この理由により、コンポーネントや基板の製造者にとっては、コンポーネントが作動時に所定の動作パラメータの範囲内で作動していたのかどうかを示す指標が、最大の重要事項となる。それにより、結果的として生じる末端顧客からの賠償請求に対して効率的かつ客観的に対処することができる。コンポーネントの長い耐用寿命を求める期待があることから、こうした賠償請求は特別に大きな問題となる。従来型の発光体に比べてこうしたコンポーネントの初期調達コストが高いことが、それによって正当化されるからである。
これまでの解決への取組み:
上に述べた問題設定を、ワックスを備えるインジケータによって解決しようとする取組みがある。ワックスはクリティカルな温度超過が生じたときに自然に反応し、したがって時間的に遅延した色転換を保証することはできない(たとえば特許文献1、特許文献2)。これに加えてインジケータは、従来式の設計形態では高コスト(フィルムによる複数の層、吸収性のある層およびワックス)かつ大型(直径約10−15mm)に構成される。このことは、多くの試験体への塗布を最初から妨げる。このようなワックスインジケータは、たとえば特許文献3や特許文献4に示されている。
【0015】
ディスペンサ法でのワックス栓の簡略化された塗布は、自然な転換という問題を依然として解決するものではなく、逆に、試験体が完全に水平に組み付けられるのでない場合にはただちに、溶融時に生じる可能性があるワックスの滴りによって追加の問題点をもたらす。そのために、再検証性を可能にすることが難しくなる。しかし周囲のコンポーネントの汚れも、論理的なリスクとなる。
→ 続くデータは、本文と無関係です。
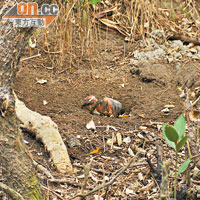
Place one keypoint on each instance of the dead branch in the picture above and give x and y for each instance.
(175, 36)
(47, 131)
(12, 193)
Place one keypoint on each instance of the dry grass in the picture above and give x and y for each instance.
(75, 33)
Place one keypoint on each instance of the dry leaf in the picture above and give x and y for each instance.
(91, 125)
(111, 141)
(127, 140)
(96, 151)
(140, 176)
(119, 138)
(130, 151)
(41, 81)
(142, 116)
(45, 102)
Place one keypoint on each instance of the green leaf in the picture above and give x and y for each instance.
(93, 1)
(85, 17)
(181, 143)
(171, 133)
(180, 125)
(171, 144)
(183, 166)
(37, 31)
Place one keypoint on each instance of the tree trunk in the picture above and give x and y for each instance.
(17, 168)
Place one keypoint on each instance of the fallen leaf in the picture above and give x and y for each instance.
(142, 116)
(130, 151)
(119, 138)
(41, 81)
(127, 140)
(45, 102)
(140, 176)
(91, 125)
(129, 191)
(96, 151)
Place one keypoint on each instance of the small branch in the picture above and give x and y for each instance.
(12, 193)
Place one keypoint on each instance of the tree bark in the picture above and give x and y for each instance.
(17, 168)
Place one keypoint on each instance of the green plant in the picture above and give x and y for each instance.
(176, 138)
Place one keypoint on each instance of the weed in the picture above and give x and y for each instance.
(176, 138)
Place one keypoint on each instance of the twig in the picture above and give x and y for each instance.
(54, 180)
(43, 169)
(121, 171)
(46, 188)
(86, 170)
(12, 193)
(31, 57)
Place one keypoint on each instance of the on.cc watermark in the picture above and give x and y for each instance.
(28, 15)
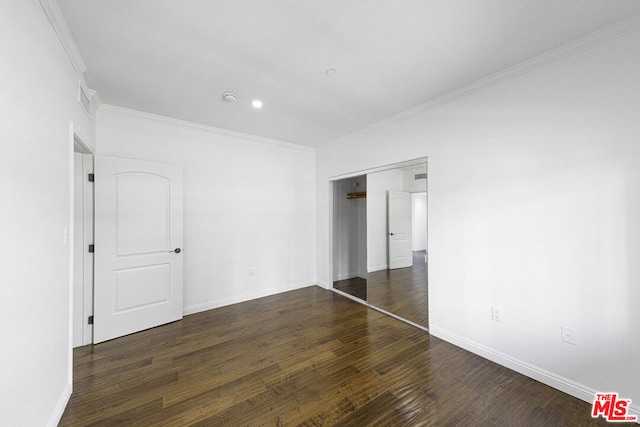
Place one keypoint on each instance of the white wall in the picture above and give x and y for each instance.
(534, 207)
(419, 220)
(37, 102)
(248, 202)
(378, 185)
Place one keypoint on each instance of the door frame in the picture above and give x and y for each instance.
(330, 206)
(87, 260)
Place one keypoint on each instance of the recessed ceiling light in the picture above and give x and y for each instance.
(230, 97)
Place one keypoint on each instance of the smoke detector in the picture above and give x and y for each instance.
(230, 97)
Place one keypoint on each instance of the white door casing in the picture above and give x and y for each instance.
(400, 234)
(138, 229)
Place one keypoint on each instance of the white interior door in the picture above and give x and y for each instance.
(138, 246)
(399, 214)
(83, 259)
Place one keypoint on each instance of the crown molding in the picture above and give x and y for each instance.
(54, 14)
(205, 128)
(567, 50)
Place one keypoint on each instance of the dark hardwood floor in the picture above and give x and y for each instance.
(402, 291)
(308, 357)
(356, 286)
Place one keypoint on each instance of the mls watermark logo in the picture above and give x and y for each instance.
(611, 408)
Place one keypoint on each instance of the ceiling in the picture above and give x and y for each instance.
(177, 58)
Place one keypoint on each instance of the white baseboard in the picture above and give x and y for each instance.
(558, 382)
(242, 298)
(56, 416)
(324, 284)
(378, 268)
(346, 276)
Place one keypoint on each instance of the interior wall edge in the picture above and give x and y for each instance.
(56, 415)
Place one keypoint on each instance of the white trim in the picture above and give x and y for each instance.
(193, 309)
(59, 24)
(201, 127)
(57, 413)
(558, 382)
(346, 276)
(399, 165)
(575, 47)
(375, 268)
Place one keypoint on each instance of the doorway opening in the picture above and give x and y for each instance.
(379, 248)
(82, 313)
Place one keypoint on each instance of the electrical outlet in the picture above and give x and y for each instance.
(569, 335)
(496, 314)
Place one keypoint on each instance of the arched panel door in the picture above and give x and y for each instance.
(138, 246)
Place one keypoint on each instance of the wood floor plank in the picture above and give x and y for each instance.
(308, 357)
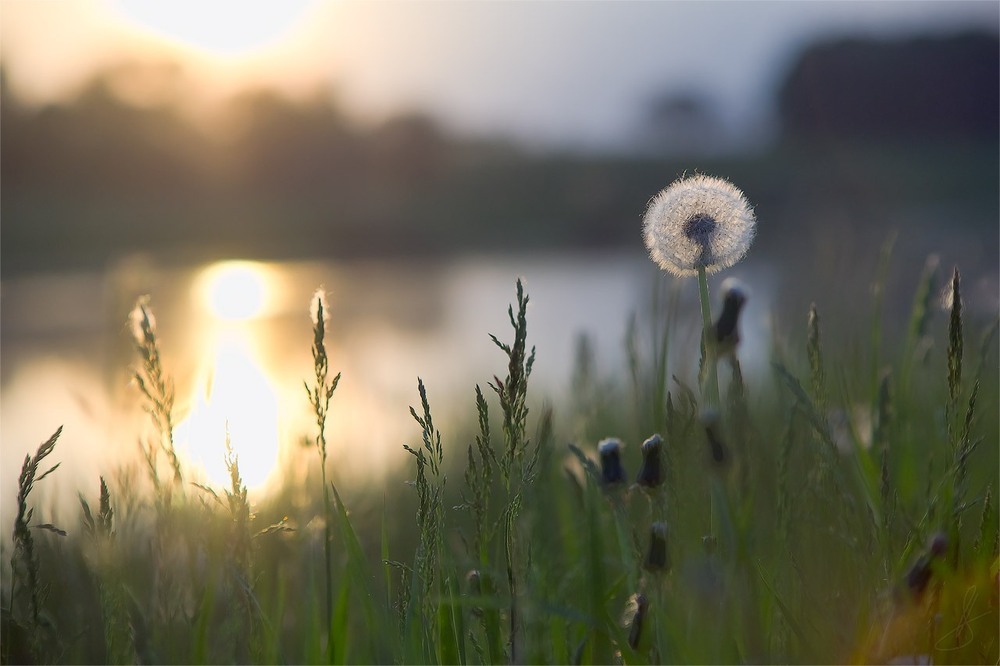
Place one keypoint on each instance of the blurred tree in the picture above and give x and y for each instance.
(926, 87)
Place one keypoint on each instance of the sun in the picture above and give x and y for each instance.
(222, 28)
(234, 290)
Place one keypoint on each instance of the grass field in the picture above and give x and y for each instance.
(844, 511)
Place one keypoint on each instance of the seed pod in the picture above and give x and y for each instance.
(651, 473)
(640, 606)
(726, 330)
(612, 473)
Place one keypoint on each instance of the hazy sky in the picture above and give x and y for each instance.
(559, 72)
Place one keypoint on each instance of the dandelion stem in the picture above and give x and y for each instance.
(710, 385)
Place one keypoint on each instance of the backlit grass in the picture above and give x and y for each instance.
(842, 510)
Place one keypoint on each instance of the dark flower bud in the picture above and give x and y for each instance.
(611, 463)
(726, 330)
(651, 472)
(658, 556)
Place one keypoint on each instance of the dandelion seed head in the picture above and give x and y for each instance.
(318, 305)
(698, 222)
(141, 319)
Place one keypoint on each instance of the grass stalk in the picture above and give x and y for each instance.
(710, 374)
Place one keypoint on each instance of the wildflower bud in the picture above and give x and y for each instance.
(651, 472)
(725, 331)
(698, 223)
(611, 464)
(658, 557)
(717, 449)
(473, 582)
(639, 607)
(919, 575)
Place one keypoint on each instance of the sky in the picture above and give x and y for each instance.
(555, 73)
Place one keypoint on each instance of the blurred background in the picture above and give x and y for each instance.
(414, 159)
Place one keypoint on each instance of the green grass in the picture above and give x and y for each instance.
(841, 510)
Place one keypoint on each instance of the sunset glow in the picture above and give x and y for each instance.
(235, 393)
(218, 28)
(234, 291)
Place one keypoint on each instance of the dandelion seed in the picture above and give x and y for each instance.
(141, 320)
(612, 473)
(658, 556)
(318, 306)
(698, 222)
(651, 473)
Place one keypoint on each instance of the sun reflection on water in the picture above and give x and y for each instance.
(233, 390)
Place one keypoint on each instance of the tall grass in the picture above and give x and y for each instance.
(841, 509)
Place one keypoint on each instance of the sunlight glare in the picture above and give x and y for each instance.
(234, 290)
(236, 393)
(221, 27)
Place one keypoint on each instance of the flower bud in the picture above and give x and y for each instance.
(651, 473)
(612, 473)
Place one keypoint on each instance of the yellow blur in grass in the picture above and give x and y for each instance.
(955, 621)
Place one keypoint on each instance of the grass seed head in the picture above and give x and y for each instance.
(651, 473)
(612, 473)
(698, 222)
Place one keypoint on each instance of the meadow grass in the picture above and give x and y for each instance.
(840, 510)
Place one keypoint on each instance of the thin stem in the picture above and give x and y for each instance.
(710, 388)
(328, 518)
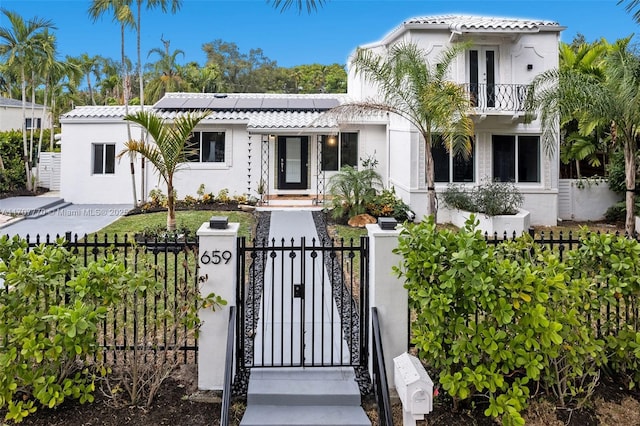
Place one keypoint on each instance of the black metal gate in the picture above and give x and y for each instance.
(302, 305)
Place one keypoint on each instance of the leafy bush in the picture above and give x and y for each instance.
(13, 177)
(388, 204)
(495, 320)
(48, 346)
(490, 198)
(352, 189)
(616, 172)
(611, 264)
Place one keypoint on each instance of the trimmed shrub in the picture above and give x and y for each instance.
(490, 198)
(496, 320)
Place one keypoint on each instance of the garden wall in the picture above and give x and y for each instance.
(584, 199)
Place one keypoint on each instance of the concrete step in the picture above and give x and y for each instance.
(303, 386)
(307, 415)
(304, 396)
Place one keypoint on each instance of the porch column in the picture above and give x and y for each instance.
(217, 251)
(388, 295)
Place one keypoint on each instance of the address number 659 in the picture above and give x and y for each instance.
(215, 257)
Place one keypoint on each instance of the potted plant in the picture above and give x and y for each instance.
(496, 205)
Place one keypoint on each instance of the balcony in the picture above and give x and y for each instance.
(498, 99)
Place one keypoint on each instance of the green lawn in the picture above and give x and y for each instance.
(191, 219)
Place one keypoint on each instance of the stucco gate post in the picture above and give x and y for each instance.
(388, 295)
(217, 251)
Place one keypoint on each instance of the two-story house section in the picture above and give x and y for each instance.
(503, 58)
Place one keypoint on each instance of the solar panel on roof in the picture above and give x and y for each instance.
(170, 103)
(274, 103)
(197, 103)
(249, 103)
(326, 103)
(221, 103)
(301, 103)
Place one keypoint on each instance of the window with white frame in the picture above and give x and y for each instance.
(32, 123)
(452, 168)
(339, 151)
(206, 147)
(104, 158)
(516, 158)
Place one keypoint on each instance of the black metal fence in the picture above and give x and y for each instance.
(498, 97)
(302, 305)
(142, 322)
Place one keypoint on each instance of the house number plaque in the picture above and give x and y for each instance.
(215, 257)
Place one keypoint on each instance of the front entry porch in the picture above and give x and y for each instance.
(291, 172)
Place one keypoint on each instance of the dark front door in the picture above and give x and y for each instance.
(292, 162)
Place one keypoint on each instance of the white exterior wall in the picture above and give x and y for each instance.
(231, 175)
(11, 118)
(514, 54)
(78, 184)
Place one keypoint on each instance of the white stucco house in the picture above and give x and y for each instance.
(11, 117)
(287, 145)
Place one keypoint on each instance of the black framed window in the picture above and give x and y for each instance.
(516, 158)
(104, 158)
(452, 168)
(206, 147)
(32, 123)
(339, 151)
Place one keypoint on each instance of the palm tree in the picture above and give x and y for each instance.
(165, 5)
(168, 153)
(19, 44)
(580, 143)
(90, 65)
(167, 76)
(409, 87)
(123, 14)
(632, 6)
(310, 5)
(613, 100)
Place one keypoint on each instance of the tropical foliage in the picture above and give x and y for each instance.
(500, 321)
(351, 189)
(168, 152)
(608, 99)
(419, 91)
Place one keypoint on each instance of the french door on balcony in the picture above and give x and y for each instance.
(483, 76)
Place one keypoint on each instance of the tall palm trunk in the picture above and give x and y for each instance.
(42, 118)
(171, 210)
(630, 180)
(126, 90)
(430, 175)
(141, 85)
(25, 147)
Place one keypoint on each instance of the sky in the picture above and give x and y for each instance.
(326, 36)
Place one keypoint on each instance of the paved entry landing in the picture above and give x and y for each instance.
(305, 395)
(310, 325)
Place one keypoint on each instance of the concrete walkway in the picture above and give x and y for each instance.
(281, 338)
(296, 331)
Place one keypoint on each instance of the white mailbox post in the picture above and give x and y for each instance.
(414, 387)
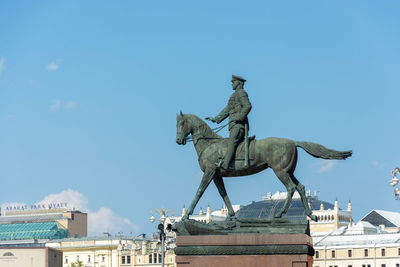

過負荷保護の意味における種々の追加配線(「ヒューズ」)も、コスト効率的に組み込めるものではなく、視覚によって効率的にチェック可能なものでもない。
【先行技術文献】
【特許文献】
【0016】
【特許文献1】米国特許出願公開第6,564,742B2号明細書
【特許文献2】米国特許出願公開第7,030,041B2号明細書
【特許文献3】米国特許出願公開第7063041B2号明細書
【特許文献4】国際公開第2007/012132A1号パンフレット
【発明の概要】
【発明が解決しようとする課題】
【0017】
本発明の課題は、耐用寿命の大幅な短縮につながり、それに伴って製造者に対する検証可能でない賠償請求につながる、試験体(配線板および/または配線板上のコンポーネント)の温度超過(「管理点」)を、色によって恒久的に再検証可能にすることである。
【課題を解決するための手段】
【0018】
課された課題の解決は、請求項1の技術思想によって行われる。
【0019】
ここで「試験体」という用語は、コンポーネントを支持する配線板のことを意味しており、もしくは、配線板上のコンポーネントそのものを意味している。
【0020】
本発明の要部をなす構成要件は、定義された時間・温度推移のときに残留する不可逆的な色印象を試験体に残す、簡単に塗布することができる1つまたは複数の管理点(定義された量の物質)を配設することにある。複数の管理点の配設は、任意選択で、1つの管理点の時間・温度特性に加えて、複数の時間・温度領域をカバーすることができる(たとえば一方は80℃で約4日、他方は70℃で約7日)。すなわち、これは時間・温度を統合する表示装置である。このように本発明の目的は1つから6つまたはそれ以上の温度サイクルと時間的な作用時間を表現することができる管理点を、必要性に応じてセットすることにある。このような表現は、そのつど可能な限り明確に異なる色を通じて、あるいはグレー諧調ないし一般的にカラーグラデーションを通じて創出される。あるいは区別されるべき所要の温度サイクルは、たとえば1つの管理点がサイクル1から3を表現し、第2の管理点がサイクル4から6を表現するように表現することもできる。
【0021】
このような管理点に関するきわめて枢要な要求の1つは、数時間から数日、数週間あるいは数ヶ月(それぞれ温度暴露に依存して決まる)にまで及ぶ遅延した色転換である。それに伴って、急激な温度超過の表示を通じての従来の問題の解決法は回避される。
【0022】
商品出荷時の品質検査の意味で、あるいはその後の1つまたは複数の管理点のチェックのときにも重要なのは、転換していない管理点に加えて、転換していない管理点の機能性を保証して検査のたびに相応の確証をもたらす、転換した管理点も存在していることである。このことは基本的に、たとえば色変化を照合するために提供される凡例によって利用者により解決することもできる。
【0023】
われわれの解決法は、さまざまな方法で試験体に塗布することができるサーモクロム物質の利用を意図している。しかしその中で、限定をするものではないが特に下記の方法が意図される:
−オフセット印刷
−フレキソ印刷
−スクリーン印刷
−インキボール印刷
−インクジェットプリント
−ディスペンサ塗布
−ローラ塗布
−ブレード塗布
−ブラシ塗布
−スプレー塗布
上記の物質は、限定をするものではないが特に下記のものであってよい:
−関連する温度領域で相転移する塩/酸化物
−関連する温度領域で結晶水損失を生じる塩
−酸化可能な物質
−関連する温度領域に融点がある物質
−関連する温度領域で分解する物質
−関連する温度領域で活性化する多成分系
いずれのケースでも、使用する物質が環境の要求事項に即して再利用されるように配慮すべきである。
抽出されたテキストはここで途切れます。